DNA, protein, and RNA are tied together by transcription factors in this process.
In the world of gene regulation, transcription factors serve as the multi-purpose tools, boasting regions that can bind both DNA and proteins. These handy proteins help regulate gene expression, flipping genes on or off, or adjusting their activity level, often working in tandem with the proteins they bind. They station themselves and their partners at DNA binding sites within genetic regulatory sequences, bringing together the essential components required for gene expression to take place.
A recent study by MIT's very own Professor of Biology and Whitehead Institute for Biomedical Research member Richard Young and colleagues sheds new light on the functionality of transcription factors. As published in the prestigious journal Molecular Cell on July 3, Young, along with his Whitehead Institute postdocs Ozgur Oksuz and Jonathan Henninger, disclosed that these factors can also bind RNA, serving as a potential game-changer in our understanding of gene regulation.

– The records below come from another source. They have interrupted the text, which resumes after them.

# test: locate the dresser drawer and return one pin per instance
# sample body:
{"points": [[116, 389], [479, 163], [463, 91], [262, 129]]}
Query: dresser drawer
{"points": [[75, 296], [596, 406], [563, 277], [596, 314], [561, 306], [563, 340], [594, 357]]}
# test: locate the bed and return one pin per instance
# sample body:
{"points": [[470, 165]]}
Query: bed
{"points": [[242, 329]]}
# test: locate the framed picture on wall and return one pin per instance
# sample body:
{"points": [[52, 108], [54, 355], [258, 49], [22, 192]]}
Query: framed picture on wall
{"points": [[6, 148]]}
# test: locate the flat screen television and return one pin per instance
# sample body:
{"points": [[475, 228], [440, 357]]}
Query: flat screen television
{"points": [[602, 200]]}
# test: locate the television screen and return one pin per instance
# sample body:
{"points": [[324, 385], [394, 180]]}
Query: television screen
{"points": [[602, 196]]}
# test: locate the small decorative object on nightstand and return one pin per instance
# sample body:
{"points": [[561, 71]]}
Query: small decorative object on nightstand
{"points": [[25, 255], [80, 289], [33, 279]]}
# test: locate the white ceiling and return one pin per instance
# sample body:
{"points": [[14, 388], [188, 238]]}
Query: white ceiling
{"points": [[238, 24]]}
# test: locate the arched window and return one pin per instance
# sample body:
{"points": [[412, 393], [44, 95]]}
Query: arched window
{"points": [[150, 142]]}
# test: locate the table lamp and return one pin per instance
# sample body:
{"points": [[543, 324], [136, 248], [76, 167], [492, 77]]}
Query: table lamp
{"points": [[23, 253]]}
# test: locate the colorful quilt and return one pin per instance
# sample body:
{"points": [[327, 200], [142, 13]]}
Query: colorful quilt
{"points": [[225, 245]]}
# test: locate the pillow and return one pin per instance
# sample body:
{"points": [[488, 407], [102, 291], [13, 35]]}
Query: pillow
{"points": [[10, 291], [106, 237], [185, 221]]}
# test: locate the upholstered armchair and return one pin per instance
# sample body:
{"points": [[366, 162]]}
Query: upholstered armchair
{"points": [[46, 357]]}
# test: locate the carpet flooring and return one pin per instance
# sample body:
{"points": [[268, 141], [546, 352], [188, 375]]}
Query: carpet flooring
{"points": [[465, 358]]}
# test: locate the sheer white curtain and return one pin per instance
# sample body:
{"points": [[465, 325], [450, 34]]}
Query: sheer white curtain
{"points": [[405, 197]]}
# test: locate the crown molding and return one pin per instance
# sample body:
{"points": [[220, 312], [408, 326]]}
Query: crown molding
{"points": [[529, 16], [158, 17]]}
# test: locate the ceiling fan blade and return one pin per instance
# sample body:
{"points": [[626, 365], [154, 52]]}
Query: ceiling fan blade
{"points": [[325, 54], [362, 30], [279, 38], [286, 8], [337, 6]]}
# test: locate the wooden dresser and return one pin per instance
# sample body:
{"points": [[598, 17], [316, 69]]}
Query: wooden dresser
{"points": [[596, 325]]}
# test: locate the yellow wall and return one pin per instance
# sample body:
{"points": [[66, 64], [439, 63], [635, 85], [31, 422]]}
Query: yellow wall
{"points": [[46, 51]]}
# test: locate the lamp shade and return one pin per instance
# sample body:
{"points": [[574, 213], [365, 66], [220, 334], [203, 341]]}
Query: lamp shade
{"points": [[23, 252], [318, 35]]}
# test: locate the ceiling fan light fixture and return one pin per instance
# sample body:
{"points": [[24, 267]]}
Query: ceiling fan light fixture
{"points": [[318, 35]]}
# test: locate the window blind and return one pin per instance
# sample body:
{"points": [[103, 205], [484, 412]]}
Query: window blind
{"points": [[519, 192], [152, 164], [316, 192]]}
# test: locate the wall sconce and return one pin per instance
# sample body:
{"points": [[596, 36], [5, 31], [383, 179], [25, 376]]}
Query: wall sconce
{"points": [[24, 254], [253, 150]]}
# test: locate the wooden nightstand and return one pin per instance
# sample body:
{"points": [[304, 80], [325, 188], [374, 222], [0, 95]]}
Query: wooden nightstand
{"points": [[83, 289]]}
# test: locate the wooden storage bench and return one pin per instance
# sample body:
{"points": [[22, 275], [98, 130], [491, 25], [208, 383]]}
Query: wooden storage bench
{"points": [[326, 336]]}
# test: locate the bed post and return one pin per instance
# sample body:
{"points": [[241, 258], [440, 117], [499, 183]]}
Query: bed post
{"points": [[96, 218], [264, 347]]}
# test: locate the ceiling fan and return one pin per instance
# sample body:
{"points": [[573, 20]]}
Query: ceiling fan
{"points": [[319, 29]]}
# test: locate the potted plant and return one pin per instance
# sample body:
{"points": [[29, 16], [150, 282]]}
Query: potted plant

The researchers discovered that RNA binding keeps transcription factors near their DNA binding sites for an extended period, enabling fine-tuning of gene expression. This paradigm shift may uncover intricacies in gene regulation and could pave the way for new targets in RNA-based therapeutics.
Speaking of the breakthrough, Young likened the scenario to discovering a new use for a Swiss Army knife. "It's like the odd, small piece at the back of the knife is a screwdriver. It's been there all along, and now that we see it, it's clear how many more uses there are for the knife than we realized."
So, how did researchers miss this RNA binding trick up until now? A few studies had hinted at a few transcription factors' ability to bind RNA, but they were dismissed as rare exceptions. Young, Oksuz, Henninger, and their team found that RNA binding is, in fact, a common characteristic present in at least half of transcription factors.
The researchers, in their quest to delve deeper, found a clue in the human immunodeficiency virus (HIV). HIV generates a transcription factor-like protein called Tat, which enhances the transcription of the virus’s RNA genome by binding to the virus's RNA and recruiting cellular machinery. Tat lacks a structured RNA binding site; instead, it binds RNA from an arginine-rich motif (ARM) that is unstructured but has a high affinity for RNA.
Wondering if Tat might be more similar to human transcription factors than previously thought, the researchers combed through the list of transcription factors, searching for ARMs instead of looking for structured RNA binding domains. They found many transcription factors with ARMs, highlighting that our understanding of transcription factor function had been somewhat incomplete.
The scientists then tested whether RNA binding influenced the transcription factors' functions, and their findings were illuminating. When individual transcription factors' ARMs were mutated, rendering them incapable of binding RNA, their ability to locate, remain at their target sites, and regulate genes waned.
The research team further discovered that the ARM of a crucial transcription factor in embryonic development held the key to developmental defects in zebra fish, underscoring the importance of RNA binding in transcription factor function. They also uncovered a number of genetic mutations known to contribute to cancer and heritable diseases occurring in the RNA binding regions of transcription factors.
All these findings underscore the role of RNA binding in transcription factor regulation and provide potential therapeutic opportunities. As Henninger explains, existing RNA-based technologies could be employed to target RNA molecules, thereby potentially increasing or decreasing gene expression in disease settings. Exciting times lie ahead for researchers and therapists alike, as we dive deeper into the intricate mechanisms governing gene regulation.
- The study by Richard Young and his colleagues, published in Molecular Cell, revealed that transcription factors can bind RNA, challenging the traditional understanding of gene regulation in health-and-wellness and science.
- Interestingly, the researchers found that RNA binding is a common characteristic among at least half of transcription factors, suggesting that previous studies may have underestimated the function of these factors in biology.
- The research team's findings imply that RNA-based therapeutics might be developed to target RNA molecules and adjust gene expression in conditions related to mental health, cancer, and other heritable diseases, opening new avenues for research in press and health-and-wellness.